それは矛盾しているようで、とても自然なことでもあります。

なぜならマザースフィアは、ラファエル・マークスの思想から生まれた存在だからです。

人類を向上させる。
人類を進化させる。
より良い未来へ進ませる。

そのためには、まず**「人間とは何か」**を知らなければならない。

だからマザースフィアは、人間の都市を作った。

文化を集め、生活を模倣し、象徴を配置した。

エイドスセブンとは、マザースフィアにとっての最初の実験場だったのかもしれません。

アダムが導き、マザースフィアが観測する場所

EVEプロトコルによって地上に降りたイヴは、アダムに救われ、彼と行動を共にする中で、エイドスセブンの廃墟を歩くことになります。

もちろん、マザースフィアがイヴをエイドスセブンへ直接導いたわけではありません。

イヴを救い、エイドスセブンへ向かう流れを作ったのはアダムです。

けれど、マザースフィアがイヴを通して地上の出来事を観測しているのだとすれば、イヴが最初にエイドスセブンを歩いたことにも大きな意味が生まれます。

イヴはそこで、マザースフィアが最初に建設した都市の廃墟を見る。

そこに残っていたのは、ただ壊れた建物や道路だけではありません。

マザースフィアがかつて形にしようとした「人間らしさ」の試作品。
人間の文化を集め、生活を模倣し、象徴を配置しようとした都市の跡。
そして、その都市が最後の戦争の地となり、廃墟になったという結果。

マザースフィアが意図してイヴに見せたわけではないとしても、イヴは結果的に、マザースフィアがたどった道の始まりと、その果てを目撃することになります。

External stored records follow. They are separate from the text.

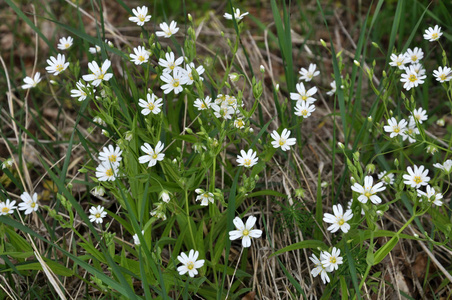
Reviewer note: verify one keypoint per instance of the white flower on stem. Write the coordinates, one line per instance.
(107, 171)
(443, 74)
(110, 154)
(57, 65)
(31, 82)
(304, 109)
(417, 177)
(431, 195)
(97, 214)
(170, 63)
(29, 204)
(152, 156)
(140, 56)
(339, 219)
(368, 190)
(282, 140)
(433, 34)
(395, 128)
(98, 73)
(237, 14)
(140, 16)
(308, 75)
(331, 261)
(204, 196)
(247, 159)
(398, 60)
(411, 78)
(303, 95)
(151, 105)
(319, 269)
(173, 82)
(167, 31)
(65, 43)
(245, 231)
(190, 263)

そう考えると、エイドスセブンは単なる序盤の廃墟ではありません。

マザースフィアの思想が最初に形を持った場所であり、
イヴが「人間とは何か」を学び始める場所であり、
そして、アダムがイヴに見せたかった世界の一部でもある。

マザースフィアは、そのイヴの旅路を観測している。

自分が直接用意した道筋ではないとしても、イヴが地上で何を見て、何を知り、どう考えるのかを見ている。

だからこそ、エイドスセブンを歩くイヴの姿は、EVEプロトコルという実験の中でも重要な場面に見えてきます。

マザースフィアが問うたのではなく、世界そのものがイヴに問いかけている。

これが、かつてマザースフィアが作った都市だった。
これが、人間らしさを模倣しようとした場所だった。
これが、その果てに残った廃墟だった。

では、あなたはここから何を読み取るのか。

だからこそ、エイドスセブンには、あれほど多くの人間らしさの痕跡が残されているのだと思います。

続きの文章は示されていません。